Herbert C. Moffitt was born in San Francisco in 1867. He attended the University of California, Berkeley, where he was awarded the University Medal for his leadership and scholastic accomplishments. He attended Harvard Medical School and interned with distinction at Massachusetts General Hospital. He then went to Europe for further diagnostic training where he spent two years at various medical centers in Munich, Berlin, Paris and Vienna. He began the practice of internal medicine in San Francisco in 1897 and married Margaret Jolliffe. They had two children.
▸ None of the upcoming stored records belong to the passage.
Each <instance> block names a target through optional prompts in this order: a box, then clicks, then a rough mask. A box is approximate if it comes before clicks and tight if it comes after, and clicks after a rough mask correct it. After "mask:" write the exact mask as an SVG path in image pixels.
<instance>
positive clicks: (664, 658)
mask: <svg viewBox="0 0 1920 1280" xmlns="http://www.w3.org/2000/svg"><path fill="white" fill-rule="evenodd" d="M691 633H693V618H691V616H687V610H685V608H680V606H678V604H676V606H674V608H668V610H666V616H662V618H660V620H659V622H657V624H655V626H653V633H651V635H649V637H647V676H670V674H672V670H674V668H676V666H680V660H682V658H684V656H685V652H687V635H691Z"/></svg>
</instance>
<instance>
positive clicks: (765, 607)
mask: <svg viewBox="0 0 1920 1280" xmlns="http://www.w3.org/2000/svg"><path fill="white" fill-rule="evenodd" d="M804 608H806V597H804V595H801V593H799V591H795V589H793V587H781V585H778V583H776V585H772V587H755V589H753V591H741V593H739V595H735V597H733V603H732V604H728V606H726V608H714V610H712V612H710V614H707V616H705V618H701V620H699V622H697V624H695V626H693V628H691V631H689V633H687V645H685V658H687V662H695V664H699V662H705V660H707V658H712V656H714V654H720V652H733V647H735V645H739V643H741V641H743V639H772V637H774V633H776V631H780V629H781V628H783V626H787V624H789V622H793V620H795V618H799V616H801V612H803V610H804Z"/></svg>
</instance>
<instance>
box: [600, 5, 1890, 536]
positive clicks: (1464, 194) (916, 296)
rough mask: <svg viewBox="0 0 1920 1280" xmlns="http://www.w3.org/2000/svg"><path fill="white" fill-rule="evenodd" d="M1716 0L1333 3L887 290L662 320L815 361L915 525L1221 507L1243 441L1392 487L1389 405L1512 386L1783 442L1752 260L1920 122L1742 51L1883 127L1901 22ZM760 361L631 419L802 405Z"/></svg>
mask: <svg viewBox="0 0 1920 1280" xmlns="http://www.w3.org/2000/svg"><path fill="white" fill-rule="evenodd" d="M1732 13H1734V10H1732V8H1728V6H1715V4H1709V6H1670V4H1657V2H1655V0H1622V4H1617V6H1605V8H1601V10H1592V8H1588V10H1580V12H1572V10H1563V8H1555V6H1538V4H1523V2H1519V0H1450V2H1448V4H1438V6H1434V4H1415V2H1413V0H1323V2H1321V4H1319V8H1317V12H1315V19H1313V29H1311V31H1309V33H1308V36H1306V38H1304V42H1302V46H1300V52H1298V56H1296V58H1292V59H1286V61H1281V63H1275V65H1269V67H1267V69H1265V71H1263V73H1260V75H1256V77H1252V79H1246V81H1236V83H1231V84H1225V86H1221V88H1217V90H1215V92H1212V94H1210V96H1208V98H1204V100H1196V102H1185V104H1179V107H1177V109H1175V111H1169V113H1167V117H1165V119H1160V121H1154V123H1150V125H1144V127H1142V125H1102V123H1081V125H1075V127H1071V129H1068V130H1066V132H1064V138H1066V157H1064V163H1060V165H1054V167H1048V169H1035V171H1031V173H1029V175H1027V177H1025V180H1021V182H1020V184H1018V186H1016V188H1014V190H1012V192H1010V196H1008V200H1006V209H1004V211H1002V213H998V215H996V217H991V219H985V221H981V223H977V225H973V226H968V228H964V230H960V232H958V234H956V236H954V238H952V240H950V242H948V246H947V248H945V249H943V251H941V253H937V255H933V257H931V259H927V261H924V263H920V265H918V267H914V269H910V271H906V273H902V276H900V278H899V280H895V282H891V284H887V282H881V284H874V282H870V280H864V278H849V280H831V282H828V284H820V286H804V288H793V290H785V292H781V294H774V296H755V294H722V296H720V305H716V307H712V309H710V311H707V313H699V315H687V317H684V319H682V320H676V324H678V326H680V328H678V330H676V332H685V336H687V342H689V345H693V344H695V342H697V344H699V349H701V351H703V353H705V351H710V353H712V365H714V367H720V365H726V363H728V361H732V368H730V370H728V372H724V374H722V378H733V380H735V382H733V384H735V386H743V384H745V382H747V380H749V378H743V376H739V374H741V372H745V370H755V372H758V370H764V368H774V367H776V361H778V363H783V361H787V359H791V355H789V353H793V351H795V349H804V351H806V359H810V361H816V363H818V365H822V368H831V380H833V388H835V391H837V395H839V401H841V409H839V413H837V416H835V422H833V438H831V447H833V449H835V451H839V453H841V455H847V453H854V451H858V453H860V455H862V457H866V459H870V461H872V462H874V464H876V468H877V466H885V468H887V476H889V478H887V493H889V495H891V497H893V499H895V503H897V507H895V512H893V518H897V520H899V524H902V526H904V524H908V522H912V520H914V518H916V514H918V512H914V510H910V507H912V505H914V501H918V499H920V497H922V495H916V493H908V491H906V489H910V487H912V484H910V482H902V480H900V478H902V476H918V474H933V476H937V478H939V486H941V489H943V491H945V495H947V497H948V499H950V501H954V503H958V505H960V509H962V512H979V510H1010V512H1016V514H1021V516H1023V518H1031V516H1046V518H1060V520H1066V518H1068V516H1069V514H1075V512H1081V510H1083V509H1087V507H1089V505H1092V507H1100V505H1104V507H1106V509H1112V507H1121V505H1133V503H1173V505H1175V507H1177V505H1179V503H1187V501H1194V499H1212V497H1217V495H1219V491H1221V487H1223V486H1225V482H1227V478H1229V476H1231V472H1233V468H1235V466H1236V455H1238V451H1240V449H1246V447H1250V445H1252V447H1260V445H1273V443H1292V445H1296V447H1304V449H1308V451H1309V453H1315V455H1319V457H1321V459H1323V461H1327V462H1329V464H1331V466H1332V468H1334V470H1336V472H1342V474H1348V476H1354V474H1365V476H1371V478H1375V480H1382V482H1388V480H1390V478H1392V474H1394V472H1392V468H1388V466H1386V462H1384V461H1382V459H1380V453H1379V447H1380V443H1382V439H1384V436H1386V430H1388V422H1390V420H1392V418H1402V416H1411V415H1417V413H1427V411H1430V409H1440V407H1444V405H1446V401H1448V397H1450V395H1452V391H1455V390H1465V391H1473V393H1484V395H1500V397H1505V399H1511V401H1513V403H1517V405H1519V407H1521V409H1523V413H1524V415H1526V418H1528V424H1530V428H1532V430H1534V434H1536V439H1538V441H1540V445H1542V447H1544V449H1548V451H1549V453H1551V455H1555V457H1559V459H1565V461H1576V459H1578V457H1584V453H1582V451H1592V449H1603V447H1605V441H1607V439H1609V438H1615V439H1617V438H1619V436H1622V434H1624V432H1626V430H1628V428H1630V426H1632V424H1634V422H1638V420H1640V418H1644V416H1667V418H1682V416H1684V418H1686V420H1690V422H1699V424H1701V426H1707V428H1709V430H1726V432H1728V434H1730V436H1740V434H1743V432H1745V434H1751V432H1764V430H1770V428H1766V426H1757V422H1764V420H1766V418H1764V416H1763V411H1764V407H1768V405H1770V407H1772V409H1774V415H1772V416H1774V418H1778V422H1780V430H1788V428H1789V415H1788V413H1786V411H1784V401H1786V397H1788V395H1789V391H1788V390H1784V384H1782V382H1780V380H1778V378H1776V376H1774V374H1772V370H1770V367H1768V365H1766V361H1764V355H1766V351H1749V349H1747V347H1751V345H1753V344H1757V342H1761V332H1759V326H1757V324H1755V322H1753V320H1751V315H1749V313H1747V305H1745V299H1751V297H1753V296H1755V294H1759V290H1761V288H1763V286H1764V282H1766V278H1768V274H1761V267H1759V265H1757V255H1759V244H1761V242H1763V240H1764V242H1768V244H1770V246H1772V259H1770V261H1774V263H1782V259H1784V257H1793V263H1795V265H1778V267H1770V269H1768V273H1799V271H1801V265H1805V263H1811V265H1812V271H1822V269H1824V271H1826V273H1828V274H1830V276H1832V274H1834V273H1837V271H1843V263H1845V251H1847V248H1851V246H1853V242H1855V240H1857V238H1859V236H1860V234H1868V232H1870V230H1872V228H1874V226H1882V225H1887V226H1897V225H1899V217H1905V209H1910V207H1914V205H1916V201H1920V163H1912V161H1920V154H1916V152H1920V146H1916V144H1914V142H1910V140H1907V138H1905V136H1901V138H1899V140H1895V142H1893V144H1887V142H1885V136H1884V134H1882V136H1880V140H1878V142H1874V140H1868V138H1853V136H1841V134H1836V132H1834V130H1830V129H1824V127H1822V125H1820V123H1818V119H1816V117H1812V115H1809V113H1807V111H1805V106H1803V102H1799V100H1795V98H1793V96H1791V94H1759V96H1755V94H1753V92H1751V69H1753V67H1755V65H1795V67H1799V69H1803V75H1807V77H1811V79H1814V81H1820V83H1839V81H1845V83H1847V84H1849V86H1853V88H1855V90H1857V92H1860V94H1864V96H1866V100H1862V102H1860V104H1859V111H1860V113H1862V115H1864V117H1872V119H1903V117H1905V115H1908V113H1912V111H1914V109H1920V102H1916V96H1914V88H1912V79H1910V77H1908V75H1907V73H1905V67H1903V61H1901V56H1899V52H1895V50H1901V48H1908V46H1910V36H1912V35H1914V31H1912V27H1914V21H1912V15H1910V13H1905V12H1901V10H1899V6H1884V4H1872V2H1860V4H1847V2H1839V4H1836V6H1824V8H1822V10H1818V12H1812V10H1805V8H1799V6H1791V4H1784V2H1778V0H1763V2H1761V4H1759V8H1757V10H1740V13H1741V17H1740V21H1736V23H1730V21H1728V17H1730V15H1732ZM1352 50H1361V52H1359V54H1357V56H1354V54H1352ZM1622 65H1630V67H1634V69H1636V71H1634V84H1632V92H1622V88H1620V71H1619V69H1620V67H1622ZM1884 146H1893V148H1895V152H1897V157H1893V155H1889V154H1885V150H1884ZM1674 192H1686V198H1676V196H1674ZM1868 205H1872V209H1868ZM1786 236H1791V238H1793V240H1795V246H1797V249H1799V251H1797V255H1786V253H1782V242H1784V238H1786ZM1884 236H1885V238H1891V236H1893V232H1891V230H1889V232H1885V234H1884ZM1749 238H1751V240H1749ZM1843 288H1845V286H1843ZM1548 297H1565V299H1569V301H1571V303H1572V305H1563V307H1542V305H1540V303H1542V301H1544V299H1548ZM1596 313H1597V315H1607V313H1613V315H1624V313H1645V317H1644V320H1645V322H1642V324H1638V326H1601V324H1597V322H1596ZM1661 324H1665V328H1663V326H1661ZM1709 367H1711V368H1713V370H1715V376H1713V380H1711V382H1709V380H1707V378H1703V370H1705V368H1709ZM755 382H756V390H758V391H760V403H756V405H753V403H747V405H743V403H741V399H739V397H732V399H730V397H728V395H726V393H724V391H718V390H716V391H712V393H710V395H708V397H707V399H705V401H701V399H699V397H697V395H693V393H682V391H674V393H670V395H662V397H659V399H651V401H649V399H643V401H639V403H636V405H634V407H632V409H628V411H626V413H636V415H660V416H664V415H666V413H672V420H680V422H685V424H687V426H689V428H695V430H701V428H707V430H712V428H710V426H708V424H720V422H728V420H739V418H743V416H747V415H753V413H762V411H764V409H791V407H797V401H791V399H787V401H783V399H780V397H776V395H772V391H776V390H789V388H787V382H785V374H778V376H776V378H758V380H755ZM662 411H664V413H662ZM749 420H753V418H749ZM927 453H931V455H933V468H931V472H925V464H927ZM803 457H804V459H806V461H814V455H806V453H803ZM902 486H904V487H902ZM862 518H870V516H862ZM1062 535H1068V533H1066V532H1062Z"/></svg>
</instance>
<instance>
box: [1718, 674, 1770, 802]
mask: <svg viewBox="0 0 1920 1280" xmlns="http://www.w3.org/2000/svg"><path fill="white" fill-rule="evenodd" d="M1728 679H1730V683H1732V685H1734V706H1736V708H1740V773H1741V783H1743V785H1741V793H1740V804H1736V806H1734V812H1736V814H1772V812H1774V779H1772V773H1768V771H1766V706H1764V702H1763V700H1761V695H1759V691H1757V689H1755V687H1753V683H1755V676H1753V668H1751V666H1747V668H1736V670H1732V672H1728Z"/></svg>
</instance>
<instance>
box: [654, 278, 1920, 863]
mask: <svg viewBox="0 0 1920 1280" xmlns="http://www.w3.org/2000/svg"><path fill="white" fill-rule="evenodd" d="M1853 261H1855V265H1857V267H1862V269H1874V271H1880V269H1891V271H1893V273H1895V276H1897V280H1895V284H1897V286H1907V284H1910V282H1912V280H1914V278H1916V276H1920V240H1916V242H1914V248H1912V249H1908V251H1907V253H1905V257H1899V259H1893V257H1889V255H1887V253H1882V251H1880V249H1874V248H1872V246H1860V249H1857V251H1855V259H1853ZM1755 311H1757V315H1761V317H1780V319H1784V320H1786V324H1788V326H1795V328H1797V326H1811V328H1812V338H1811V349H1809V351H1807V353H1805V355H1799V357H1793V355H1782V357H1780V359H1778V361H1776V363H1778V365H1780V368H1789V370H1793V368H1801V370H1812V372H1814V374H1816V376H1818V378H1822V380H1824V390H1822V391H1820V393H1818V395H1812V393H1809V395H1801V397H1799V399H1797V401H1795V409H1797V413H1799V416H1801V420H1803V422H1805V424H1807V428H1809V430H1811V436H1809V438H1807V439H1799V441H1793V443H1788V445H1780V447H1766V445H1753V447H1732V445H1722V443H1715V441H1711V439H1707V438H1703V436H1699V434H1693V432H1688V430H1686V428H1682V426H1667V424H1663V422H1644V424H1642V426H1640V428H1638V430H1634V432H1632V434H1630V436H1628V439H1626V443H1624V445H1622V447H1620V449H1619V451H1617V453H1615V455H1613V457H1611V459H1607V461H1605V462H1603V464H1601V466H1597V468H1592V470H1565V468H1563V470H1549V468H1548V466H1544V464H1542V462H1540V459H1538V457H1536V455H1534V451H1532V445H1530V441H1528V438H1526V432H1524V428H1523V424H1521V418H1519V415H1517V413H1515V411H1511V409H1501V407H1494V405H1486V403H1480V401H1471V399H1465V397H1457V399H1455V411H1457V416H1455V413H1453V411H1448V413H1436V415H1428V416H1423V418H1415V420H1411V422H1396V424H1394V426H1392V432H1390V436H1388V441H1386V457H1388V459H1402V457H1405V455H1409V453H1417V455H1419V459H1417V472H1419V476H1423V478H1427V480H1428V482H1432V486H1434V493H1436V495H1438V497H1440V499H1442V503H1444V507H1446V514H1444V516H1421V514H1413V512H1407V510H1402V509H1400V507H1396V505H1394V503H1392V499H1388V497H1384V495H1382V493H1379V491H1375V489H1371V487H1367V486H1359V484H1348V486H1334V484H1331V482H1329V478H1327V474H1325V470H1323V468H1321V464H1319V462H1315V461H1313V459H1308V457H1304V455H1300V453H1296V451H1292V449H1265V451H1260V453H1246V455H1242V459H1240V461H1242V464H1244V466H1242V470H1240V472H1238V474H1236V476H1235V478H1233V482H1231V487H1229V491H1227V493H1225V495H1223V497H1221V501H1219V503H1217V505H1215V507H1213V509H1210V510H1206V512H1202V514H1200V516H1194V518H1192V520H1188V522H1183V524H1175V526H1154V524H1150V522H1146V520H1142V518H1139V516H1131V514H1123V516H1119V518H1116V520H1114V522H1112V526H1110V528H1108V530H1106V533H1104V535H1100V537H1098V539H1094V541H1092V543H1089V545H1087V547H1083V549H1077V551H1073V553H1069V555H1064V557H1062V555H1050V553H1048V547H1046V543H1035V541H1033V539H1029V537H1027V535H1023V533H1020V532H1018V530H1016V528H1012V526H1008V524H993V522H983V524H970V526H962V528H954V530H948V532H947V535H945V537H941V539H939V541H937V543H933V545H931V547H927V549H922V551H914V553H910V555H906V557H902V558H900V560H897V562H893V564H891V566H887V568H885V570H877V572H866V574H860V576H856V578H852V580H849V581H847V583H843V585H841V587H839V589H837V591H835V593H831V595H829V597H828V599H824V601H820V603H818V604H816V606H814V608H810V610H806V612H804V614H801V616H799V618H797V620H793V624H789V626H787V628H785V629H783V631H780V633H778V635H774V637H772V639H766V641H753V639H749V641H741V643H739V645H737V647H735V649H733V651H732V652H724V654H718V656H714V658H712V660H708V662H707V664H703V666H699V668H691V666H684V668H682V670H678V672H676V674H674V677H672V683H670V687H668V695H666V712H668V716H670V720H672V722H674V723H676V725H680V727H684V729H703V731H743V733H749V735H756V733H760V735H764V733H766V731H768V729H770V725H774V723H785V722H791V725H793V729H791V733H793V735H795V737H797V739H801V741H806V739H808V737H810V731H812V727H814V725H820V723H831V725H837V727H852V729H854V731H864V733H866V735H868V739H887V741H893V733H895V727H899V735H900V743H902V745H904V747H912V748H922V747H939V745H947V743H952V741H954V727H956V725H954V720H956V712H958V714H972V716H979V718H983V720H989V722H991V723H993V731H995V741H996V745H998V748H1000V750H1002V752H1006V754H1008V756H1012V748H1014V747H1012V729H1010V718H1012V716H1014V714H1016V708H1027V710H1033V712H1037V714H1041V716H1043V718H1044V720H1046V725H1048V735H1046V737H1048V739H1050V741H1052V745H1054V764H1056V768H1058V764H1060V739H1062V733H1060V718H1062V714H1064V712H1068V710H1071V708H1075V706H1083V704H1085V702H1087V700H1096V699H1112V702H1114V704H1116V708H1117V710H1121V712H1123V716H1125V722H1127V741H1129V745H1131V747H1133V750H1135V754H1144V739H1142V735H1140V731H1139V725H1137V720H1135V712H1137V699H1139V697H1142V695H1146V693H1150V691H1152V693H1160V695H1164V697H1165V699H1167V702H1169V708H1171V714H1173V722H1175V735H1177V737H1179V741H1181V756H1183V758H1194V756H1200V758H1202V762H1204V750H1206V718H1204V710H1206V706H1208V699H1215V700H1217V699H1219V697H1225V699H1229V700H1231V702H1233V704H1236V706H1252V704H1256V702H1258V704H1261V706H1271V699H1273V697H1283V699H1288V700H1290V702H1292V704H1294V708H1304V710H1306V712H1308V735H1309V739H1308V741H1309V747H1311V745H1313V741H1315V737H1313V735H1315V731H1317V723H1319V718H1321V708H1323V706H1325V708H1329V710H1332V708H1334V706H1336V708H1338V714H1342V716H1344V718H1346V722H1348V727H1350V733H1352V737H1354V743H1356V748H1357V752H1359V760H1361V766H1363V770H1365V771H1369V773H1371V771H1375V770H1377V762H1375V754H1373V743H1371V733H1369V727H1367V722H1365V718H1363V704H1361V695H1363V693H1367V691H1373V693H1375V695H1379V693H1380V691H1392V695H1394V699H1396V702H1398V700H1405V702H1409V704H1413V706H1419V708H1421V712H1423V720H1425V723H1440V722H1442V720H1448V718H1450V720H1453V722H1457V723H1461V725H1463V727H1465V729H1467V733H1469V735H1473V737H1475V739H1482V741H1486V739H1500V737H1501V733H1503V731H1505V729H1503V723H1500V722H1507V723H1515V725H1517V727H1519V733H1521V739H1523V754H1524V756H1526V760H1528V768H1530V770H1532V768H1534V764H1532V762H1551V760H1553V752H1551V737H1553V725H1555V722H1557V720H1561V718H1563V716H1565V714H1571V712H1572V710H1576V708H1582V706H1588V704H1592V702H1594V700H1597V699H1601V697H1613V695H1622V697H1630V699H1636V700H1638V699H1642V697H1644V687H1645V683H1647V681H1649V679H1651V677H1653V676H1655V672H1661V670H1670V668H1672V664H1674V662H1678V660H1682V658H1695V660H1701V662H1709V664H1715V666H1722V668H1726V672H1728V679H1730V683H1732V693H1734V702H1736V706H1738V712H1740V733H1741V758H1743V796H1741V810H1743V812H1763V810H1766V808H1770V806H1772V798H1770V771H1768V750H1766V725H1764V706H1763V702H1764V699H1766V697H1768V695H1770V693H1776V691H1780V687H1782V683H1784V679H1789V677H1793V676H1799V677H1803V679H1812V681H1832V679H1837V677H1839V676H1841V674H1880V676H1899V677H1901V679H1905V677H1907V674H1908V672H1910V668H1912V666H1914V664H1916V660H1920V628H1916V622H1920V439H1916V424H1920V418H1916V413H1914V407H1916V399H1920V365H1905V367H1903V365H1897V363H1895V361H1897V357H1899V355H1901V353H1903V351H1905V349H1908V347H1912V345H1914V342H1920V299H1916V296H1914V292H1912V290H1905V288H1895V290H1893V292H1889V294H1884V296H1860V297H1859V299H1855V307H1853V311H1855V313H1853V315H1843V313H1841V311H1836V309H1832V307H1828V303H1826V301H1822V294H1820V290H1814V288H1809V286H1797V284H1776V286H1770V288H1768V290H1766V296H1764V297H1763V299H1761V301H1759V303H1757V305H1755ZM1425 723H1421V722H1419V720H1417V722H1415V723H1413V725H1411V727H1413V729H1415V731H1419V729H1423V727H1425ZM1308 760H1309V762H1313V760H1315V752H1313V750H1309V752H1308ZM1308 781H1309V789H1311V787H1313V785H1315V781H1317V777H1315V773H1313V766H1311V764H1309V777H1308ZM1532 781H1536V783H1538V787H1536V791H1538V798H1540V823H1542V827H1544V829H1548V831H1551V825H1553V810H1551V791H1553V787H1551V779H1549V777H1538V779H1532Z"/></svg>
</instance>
Moffitt advanced to Professor of Medicine at the University of California School of Medicine in one year's time. In 1912, he was asked to be Dean of the medical school, a post that he held until called to World War I as a major in the Army Medical Corps. When the Regents and President Wheeler sought to reorganize the University of California Medical School, it was Moffitt who was asked to direct the activity. In the years preceding the war, he toured the country studying other medical centers with his characteristic thoroughness. As a result of his travels, he brought many outstanding faculty members to the University of California, including George Whipple, Karl F. Meyer, Frank Lynch, Herbert M. Evans, and William P. Lucas. Moffitt raised the funds among his many friends for the construction of UC Hospital which opened in 1917, the final step in the reorganization of the medical school.

Moffitt was an gifted clinician, and carried his exceptional clinical ability into his teaching and into his private practice. His fame spread early and he became known as one of the nation's best-known clinicians. He was a member of the Association of American Physicians and its president in 1922. Always interested in medical education, he was an ardent proponent of bedside teaching, and to all of his students and colleagues he was the ultimate clinical teacher. He had a phenomenal memory, able to call to mind details of cases seen long ago, or the exact passages of medical textbooks and journals, with an accuracy that astounded his listeners. He solved clinical problems by direct attack, rather than by the process of elimination. He had a certain brusqueness and aloofness, both of which were but a thin cloak to cover up his highly sensitive and kindly nature.

On his return from Army service in 1919, he was made Chairman of the Division of Medicine. He retired in 1937, continuing on as a familiar sight at conferences, rounds, and bedside teaching. Few things were ever done at the medical school without consultation with "The Chief," as he had long been known. His contribution to the University of California is shown by the naming of Herbert C. Moffitt Hospital. In his self-effacing way, he was much opposed to accepting this honor. He died at age eighty-three, having received most every honor and award that can come to one in medicine.